Several participants recalled the early 2000s, when networking was saturated with simulation-based papers. The community eventually raised standards so that papers reporting results without deeper insight were no longer acceptable. They suggested that the current flood of AI model papers requires a similar response—acceptance should depend on explaining why a model works, how it works, and when it fails. Others reflected that by long prioritizing implementation-heavy system papers, the community may have encouraged a culture of quantity over creativity, making the current imbalance partly self-inflicted.

What are the risks of overload?

Participants noted that excessive volume risks obscuring breakthroughs. A striking example was given from medicine: rare cancers are mainly studied in Mandarin publications, while breast cancer dominates English-language literature. This partitioning means that globally important knowledge may remain hidden in silos. The group also worried about discovery infrastructure: Google Scholar has become the de facto entry point for most researchers. If such a tool vanished, the community would lose its primary means of navigating the literature, exposing science to a fragile “single point of failure.”

Do we need better metrics for quality?

Jon Crowcroft stressed that traditional measures like citation counts are flawed. Wrong results often accumulate citations long after they are disproved, inflating their influence. He suggested treating “quality of science” (QoS) as a first-class concern, possibly using ideas from networking—such as congestion control—to match submissions with limited reviewer capacity. Others asked why academic careers are still judged mainly by paper counts rather than originality or depth. Jon Crowcroft drew a parallel from industry: at Microsoft, developers who wrote more code often produced more bugs, showing that raw output is not a meaningful measure of value. He further argued that negative citations should exist, so that widely cited but incorrect papers could be formally downgraded.

How should contributions beyond papers be recognized?

Several participants argued that scientific contributions are broader than publications, encompassing code, datasets, replication studies, and teaching. Yet current incentives push students to resubmit papers with minimal changes until acceptance, creating a cycle where persistence matters more than quality.
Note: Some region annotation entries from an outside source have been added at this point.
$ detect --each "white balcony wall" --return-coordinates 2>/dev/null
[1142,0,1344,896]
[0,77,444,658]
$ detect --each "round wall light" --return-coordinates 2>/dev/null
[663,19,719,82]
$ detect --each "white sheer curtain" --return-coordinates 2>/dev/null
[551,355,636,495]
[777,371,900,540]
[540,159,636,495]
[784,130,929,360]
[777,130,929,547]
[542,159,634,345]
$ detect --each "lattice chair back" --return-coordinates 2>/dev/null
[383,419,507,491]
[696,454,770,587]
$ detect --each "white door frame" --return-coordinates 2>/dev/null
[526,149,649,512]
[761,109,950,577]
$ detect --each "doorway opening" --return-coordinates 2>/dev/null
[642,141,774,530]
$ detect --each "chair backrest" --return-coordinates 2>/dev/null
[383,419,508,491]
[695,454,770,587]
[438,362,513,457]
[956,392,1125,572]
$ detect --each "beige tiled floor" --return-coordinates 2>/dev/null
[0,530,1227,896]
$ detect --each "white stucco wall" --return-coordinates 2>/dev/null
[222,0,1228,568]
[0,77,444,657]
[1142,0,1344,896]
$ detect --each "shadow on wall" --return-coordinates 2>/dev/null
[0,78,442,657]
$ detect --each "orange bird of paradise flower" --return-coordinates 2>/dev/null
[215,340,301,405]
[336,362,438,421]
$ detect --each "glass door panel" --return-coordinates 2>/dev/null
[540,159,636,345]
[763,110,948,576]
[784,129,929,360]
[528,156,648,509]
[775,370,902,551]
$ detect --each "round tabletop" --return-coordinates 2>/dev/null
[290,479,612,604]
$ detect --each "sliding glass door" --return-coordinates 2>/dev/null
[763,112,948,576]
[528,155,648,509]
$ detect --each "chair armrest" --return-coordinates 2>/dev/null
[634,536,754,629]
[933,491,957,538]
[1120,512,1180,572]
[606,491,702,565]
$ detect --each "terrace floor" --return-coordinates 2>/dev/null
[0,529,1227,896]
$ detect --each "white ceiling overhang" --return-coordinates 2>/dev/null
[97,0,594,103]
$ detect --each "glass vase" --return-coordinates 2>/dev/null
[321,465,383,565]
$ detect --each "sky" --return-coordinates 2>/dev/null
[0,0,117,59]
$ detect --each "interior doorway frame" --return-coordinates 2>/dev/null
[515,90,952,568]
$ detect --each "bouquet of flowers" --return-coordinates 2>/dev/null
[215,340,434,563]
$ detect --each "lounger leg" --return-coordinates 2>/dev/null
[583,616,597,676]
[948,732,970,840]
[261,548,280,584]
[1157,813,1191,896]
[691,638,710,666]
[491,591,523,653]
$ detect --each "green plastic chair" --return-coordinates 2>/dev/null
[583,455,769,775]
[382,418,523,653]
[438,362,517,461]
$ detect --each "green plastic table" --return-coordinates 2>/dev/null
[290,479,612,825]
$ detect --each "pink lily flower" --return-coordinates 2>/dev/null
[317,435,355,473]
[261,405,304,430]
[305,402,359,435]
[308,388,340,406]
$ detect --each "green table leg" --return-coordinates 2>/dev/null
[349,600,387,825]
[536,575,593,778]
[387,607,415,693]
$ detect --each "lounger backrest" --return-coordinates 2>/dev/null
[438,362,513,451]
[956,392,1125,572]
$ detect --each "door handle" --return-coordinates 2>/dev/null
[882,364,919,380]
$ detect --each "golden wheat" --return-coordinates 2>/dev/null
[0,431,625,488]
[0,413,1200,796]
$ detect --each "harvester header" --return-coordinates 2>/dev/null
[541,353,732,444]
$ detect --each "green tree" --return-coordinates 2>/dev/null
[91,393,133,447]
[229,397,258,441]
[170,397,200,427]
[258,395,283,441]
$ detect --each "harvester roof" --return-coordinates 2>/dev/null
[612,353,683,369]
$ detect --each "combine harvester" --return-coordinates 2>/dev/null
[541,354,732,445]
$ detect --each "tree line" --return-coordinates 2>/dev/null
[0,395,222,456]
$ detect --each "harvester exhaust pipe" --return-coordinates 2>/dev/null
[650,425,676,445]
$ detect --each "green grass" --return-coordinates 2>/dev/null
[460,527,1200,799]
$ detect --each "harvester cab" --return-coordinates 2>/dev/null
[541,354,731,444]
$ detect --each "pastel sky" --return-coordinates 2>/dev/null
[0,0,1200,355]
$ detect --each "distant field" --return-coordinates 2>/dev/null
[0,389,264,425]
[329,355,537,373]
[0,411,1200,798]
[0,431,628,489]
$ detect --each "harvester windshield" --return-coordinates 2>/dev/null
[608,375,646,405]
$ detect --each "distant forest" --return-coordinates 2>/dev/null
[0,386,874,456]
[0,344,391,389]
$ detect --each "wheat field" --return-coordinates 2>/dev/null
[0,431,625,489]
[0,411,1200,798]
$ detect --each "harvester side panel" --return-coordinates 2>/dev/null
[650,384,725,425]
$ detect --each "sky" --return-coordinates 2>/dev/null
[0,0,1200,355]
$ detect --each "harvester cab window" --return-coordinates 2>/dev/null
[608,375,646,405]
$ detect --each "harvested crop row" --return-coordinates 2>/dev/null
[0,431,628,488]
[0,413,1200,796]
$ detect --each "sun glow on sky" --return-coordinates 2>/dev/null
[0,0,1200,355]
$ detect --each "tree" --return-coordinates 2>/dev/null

Jon Crowcroft observed that replication and teaching both produce valuable knowledge, but the community lacks clear channels to reward them. Recognizing these contributions would not only relieve pressure on students but also reduce the burden of redundant publications.

How do we sustain the review system?

Panelists agreed that reviewer capacity has not kept pace with the surge in submissions. Program committee sizes remain relatively fixed, while paper counts grow rapidly, leading to lower review quality and more randomness in outcomes. One proposal was to introduce early-stage filtering, where two-page summaries or extended abstracts are reviewed first before inviting full submissions. Others suggested token-based systems, linking the right to submit with reviewing obligations. Across perspectives, there was consensus that reviewer time is the most scarce and valuable resource, and that any sustainable solution must explicitly protect and respect it.

Personal Thought

I believe the discussion highlights a real need for better metrics of scientific quality. At the same time, designing such a metric will be extremely difficult. As noted during the panel, different reviewers come from different knowledge domains and inevitably bring their own academic taste to evaluation, which makes a universal standard unlikely. Still, having even a broad guiding principle would be valuable: shifting students’ and researchers’ goals away from paper counts and toward paper quality is an important step for the health of the community.